Some other brands that are using CDPs have realized impressive results. Here are a few examples:
- Automotive manufacturer Subaru combined customer data scattered across business silos to optimize marketing ROI. Results:
- 350% increase in advertising CTR
- 15% increase in order rate from one cash back campaign for $26M in net sales
- Cosmetics company Shisedo consolidated customer data to take advantage of upsell opportunities in their loyalty program. Results:
- 20% increase in in-store revenue per loyalty member after one year
- 11% increase in revenue
Step 5: Propose Your Solution
Now, it’s time to provide an objective analysis of the solution that will enable your ideal vision. List your decision criteria and which CDP vendor delivers the most value. Here, the key is to stay focused on strategy.
Executives care about how they can solve business problems and enhance revenue and profit. They are not interested in…technologies and products—those are only a means to an end and are readily delegated to others to review and purchase.
Roanne Neuwirth
So, if you want to discuss CDP features, link them to projected results. Among the top CDP requirements for CMOs:
- Customer segmentation. Create flexible segments that are based on customer behavior, as well as stored customer data.
- Integration of offline and online data. Stitch disparate customer touchpoints into a single profile identified with a unique customer ID.
- Advanced reporting and analytics. Ensure everyone can instantly access the updates and strategic information they need to do their jobs.

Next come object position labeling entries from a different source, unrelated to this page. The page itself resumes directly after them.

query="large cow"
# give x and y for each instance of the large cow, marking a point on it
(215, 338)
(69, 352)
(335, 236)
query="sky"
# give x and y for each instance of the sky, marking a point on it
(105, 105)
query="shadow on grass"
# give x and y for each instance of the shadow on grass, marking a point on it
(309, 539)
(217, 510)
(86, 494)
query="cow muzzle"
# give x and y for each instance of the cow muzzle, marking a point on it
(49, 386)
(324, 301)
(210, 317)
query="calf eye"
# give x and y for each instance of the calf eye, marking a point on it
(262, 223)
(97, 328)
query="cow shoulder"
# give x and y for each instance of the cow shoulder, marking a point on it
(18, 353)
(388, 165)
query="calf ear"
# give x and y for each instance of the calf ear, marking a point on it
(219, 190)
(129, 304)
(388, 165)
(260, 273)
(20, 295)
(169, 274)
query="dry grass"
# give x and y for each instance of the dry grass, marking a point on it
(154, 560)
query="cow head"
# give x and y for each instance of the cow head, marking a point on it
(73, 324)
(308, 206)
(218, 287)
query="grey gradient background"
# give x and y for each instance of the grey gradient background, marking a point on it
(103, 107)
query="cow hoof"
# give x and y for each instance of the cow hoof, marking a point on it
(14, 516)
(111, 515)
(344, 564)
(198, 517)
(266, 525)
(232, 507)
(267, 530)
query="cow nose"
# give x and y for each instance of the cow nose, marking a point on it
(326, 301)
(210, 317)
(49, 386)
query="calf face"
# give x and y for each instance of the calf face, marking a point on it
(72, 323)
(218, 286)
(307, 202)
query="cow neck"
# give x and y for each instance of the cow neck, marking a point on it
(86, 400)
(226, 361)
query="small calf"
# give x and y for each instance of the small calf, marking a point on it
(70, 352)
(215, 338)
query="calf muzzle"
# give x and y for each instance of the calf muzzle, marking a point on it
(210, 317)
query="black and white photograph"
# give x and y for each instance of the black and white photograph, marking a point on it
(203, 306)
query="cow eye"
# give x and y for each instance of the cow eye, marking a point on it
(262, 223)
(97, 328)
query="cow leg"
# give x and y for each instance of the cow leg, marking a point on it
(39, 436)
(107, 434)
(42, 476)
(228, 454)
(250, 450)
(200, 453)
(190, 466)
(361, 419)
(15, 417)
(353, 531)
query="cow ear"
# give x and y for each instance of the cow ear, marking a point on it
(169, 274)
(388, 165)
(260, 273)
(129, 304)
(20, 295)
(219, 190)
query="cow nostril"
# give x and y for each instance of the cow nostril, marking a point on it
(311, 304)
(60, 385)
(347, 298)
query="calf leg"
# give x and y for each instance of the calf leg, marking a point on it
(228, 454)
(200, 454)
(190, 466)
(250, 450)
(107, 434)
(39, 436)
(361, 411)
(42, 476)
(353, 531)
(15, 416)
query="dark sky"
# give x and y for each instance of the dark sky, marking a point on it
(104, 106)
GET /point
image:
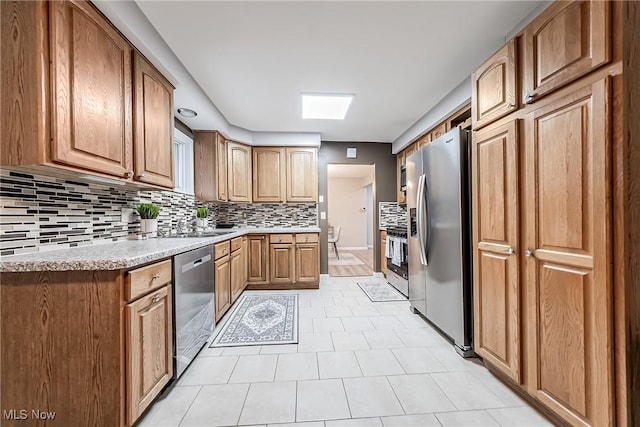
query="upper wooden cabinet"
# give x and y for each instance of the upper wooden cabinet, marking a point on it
(70, 104)
(494, 86)
(565, 42)
(91, 118)
(210, 166)
(302, 174)
(496, 222)
(569, 264)
(153, 124)
(238, 172)
(269, 174)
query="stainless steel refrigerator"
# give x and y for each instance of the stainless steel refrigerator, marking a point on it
(439, 234)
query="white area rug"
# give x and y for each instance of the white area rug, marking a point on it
(345, 259)
(261, 320)
(380, 292)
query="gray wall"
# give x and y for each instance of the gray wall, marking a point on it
(368, 153)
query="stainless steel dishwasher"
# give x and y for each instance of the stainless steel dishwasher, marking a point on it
(193, 303)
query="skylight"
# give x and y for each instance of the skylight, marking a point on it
(325, 106)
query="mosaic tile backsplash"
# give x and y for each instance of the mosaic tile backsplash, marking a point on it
(42, 213)
(390, 214)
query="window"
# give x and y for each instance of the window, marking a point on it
(183, 150)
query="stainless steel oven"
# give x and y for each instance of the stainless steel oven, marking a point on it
(398, 262)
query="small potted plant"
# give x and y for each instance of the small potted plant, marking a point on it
(148, 217)
(201, 217)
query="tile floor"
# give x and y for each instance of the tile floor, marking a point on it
(357, 363)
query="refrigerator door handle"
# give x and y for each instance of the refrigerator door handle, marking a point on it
(421, 205)
(427, 218)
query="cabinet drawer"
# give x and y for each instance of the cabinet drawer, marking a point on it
(145, 279)
(307, 238)
(221, 249)
(281, 238)
(236, 244)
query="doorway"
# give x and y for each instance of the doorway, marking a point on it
(350, 190)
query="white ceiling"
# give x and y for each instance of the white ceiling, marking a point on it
(253, 59)
(350, 171)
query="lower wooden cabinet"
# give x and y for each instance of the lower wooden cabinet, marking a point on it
(258, 254)
(237, 266)
(307, 263)
(149, 344)
(222, 285)
(281, 263)
(383, 251)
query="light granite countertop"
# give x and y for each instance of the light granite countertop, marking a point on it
(123, 254)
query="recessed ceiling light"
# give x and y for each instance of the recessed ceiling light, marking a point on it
(325, 106)
(186, 112)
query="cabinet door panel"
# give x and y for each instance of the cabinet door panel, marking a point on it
(258, 259)
(237, 274)
(153, 122)
(302, 175)
(307, 263)
(222, 286)
(281, 260)
(149, 349)
(565, 42)
(496, 224)
(569, 284)
(91, 89)
(269, 176)
(239, 172)
(494, 86)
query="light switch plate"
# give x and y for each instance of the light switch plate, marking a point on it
(126, 215)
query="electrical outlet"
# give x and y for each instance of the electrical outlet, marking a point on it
(126, 215)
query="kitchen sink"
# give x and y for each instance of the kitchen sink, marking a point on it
(208, 233)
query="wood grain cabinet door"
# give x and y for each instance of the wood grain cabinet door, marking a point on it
(149, 349)
(239, 172)
(237, 274)
(496, 287)
(302, 174)
(494, 86)
(281, 263)
(269, 175)
(307, 263)
(222, 284)
(568, 267)
(153, 125)
(563, 43)
(91, 126)
(258, 258)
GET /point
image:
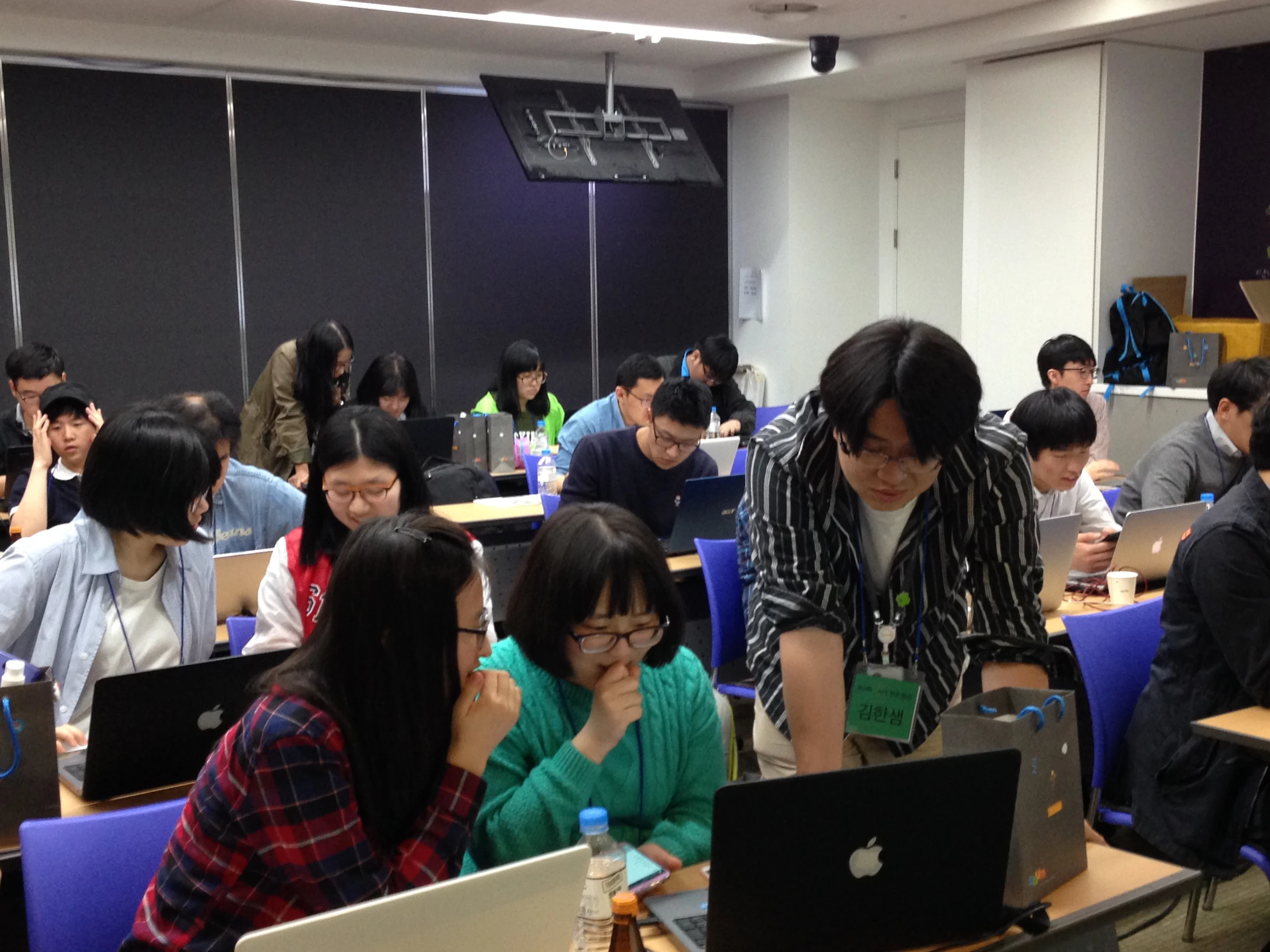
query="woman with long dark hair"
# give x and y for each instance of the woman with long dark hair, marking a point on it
(304, 384)
(359, 774)
(391, 385)
(521, 390)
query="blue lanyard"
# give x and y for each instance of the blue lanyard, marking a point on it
(639, 744)
(181, 656)
(921, 584)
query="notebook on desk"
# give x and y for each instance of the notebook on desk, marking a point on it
(154, 729)
(844, 855)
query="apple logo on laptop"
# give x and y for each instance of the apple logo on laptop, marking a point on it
(210, 720)
(867, 861)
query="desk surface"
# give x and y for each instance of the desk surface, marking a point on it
(1115, 885)
(1249, 727)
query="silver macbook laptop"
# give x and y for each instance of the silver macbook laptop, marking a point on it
(723, 451)
(238, 580)
(527, 907)
(1057, 548)
(1150, 540)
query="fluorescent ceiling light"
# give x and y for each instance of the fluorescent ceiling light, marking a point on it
(532, 19)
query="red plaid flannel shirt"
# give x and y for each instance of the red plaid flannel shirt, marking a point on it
(271, 833)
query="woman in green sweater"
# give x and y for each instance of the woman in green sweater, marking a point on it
(521, 390)
(615, 713)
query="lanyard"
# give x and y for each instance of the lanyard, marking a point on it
(921, 591)
(119, 615)
(639, 744)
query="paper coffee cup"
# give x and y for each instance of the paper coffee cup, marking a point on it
(1122, 588)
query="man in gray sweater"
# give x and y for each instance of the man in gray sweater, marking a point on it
(1206, 455)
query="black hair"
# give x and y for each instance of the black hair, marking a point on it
(33, 361)
(1244, 383)
(638, 367)
(520, 357)
(1056, 419)
(387, 376)
(575, 555)
(145, 470)
(719, 357)
(1059, 352)
(924, 369)
(316, 353)
(351, 434)
(684, 400)
(1259, 449)
(383, 662)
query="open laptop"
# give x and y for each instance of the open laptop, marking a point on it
(1057, 548)
(708, 509)
(154, 729)
(1150, 540)
(723, 451)
(832, 861)
(238, 582)
(527, 907)
(433, 437)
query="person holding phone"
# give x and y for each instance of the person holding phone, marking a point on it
(359, 773)
(616, 713)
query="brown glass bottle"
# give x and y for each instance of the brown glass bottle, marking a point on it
(626, 937)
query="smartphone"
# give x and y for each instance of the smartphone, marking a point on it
(642, 872)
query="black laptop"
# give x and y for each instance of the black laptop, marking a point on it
(154, 729)
(708, 509)
(869, 860)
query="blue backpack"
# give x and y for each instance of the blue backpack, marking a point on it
(1139, 340)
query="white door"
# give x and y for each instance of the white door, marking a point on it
(929, 214)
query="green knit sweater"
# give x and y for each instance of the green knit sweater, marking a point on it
(538, 781)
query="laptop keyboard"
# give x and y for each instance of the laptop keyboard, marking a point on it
(695, 929)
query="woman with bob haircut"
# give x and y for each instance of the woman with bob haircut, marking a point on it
(305, 381)
(119, 591)
(391, 385)
(616, 713)
(521, 390)
(359, 773)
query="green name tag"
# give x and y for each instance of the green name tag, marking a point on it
(883, 706)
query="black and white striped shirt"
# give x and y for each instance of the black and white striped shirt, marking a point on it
(982, 540)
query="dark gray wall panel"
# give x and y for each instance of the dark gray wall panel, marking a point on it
(331, 192)
(125, 229)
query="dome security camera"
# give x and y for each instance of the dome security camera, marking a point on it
(825, 52)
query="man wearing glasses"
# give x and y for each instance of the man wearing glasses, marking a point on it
(32, 369)
(644, 470)
(875, 507)
(1068, 362)
(629, 406)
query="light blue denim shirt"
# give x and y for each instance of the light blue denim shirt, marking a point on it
(597, 416)
(253, 510)
(54, 596)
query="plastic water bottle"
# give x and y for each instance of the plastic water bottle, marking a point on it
(715, 424)
(606, 878)
(546, 475)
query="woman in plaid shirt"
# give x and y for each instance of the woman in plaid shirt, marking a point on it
(360, 773)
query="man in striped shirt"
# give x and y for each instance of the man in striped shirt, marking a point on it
(878, 503)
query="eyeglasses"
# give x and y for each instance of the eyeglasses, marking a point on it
(600, 642)
(371, 494)
(908, 465)
(1089, 373)
(668, 442)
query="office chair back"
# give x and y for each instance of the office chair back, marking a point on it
(85, 876)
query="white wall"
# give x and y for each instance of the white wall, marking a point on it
(804, 206)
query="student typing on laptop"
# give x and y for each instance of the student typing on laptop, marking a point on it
(119, 589)
(616, 713)
(359, 774)
(644, 470)
(1061, 428)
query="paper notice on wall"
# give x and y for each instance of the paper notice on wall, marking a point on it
(751, 298)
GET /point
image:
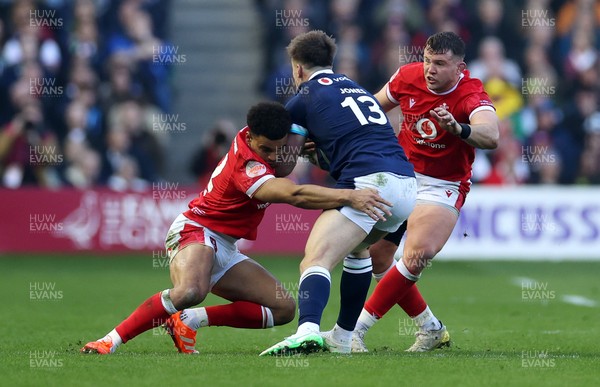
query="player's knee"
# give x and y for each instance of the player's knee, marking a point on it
(285, 311)
(382, 255)
(188, 296)
(417, 258)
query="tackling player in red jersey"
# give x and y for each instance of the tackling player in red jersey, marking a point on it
(447, 115)
(201, 241)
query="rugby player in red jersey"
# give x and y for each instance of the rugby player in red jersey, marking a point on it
(201, 241)
(447, 114)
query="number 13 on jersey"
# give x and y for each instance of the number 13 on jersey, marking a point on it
(377, 116)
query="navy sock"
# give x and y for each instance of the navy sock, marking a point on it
(313, 294)
(356, 279)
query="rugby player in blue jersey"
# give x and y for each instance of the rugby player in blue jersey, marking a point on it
(353, 137)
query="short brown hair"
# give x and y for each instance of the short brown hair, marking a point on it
(313, 49)
(443, 42)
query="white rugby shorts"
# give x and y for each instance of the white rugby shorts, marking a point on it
(450, 194)
(399, 190)
(184, 232)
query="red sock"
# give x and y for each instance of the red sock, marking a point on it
(388, 292)
(413, 302)
(149, 315)
(239, 314)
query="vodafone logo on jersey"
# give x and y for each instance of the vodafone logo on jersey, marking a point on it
(325, 81)
(254, 169)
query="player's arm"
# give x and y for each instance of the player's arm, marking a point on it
(481, 132)
(281, 190)
(384, 100)
(387, 104)
(288, 155)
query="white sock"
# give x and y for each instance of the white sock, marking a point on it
(307, 327)
(194, 317)
(379, 276)
(427, 321)
(341, 335)
(365, 321)
(165, 298)
(270, 321)
(115, 338)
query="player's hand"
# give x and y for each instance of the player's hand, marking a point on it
(446, 120)
(368, 201)
(309, 150)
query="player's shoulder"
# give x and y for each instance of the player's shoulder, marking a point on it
(245, 159)
(473, 85)
(409, 74)
(412, 70)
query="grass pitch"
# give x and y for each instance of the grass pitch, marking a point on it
(511, 323)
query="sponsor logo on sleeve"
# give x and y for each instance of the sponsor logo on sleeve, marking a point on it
(254, 169)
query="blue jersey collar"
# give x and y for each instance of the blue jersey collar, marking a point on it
(326, 71)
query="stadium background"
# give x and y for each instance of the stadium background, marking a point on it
(104, 105)
(116, 108)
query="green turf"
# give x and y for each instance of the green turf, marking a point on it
(499, 337)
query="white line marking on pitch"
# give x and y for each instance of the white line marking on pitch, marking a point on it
(523, 281)
(574, 299)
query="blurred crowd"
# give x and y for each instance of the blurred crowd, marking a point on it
(538, 60)
(80, 89)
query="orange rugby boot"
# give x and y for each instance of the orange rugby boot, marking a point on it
(183, 336)
(102, 347)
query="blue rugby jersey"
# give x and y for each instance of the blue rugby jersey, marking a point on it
(349, 128)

Step 6: Outline Next Steps, Define KPIs, and Prepare Answers To Follow-Up Questions
At the end of your pitch, provide clear expectations for when executives would expect to see the value from a CDP deployment. Offering a high-level roll-out plan with a schedule featuring major milestones is also helpful. Attach metrics to each milestone that will demonstrate deployment success. Other details to include:
- Data requirements
- People requirements
- Budget approval processes/timelines
Beyond that, be prepared to answer questions at the end of your presentation, such as:
- How does CDP fit in with our current martech solutions? Ideally, a CDP will serve as a hub that intelligently organizes information from all of our data silos.
- Is a CDP difficult to integrate with other solutions? Most CDPs can be integrated with a few clicks.
- How can you be sure that CDPs are here to stay? Many experts consider CDPs the future of marketing.
Summing It All Up – Innovate Today To Prepare For Tomorrow
What’s the best way to summarize a CDP’s potential significance for your organization? The key is to focus on the idea that a CDP doesn’t just store customer data, it provides value by unifying data from various silos to create individual customer profiles that are based on real-time behavior. Then, it uses machine learning (ML) for essential insights that can be used to understand what customers valued yesterday, what they want today, and what their expectations will be tomorrow.
Beyond that, a CDP can eliminate data-related expenditures, de-silo corporate assets, and achieve a broad range of strategic goals. Ultimately, a CDP will help your organization use its data more effectively, contributing to improved productivity, streamlined operations, and diversified growth, which are crucial to profitability no matter where the economy goes.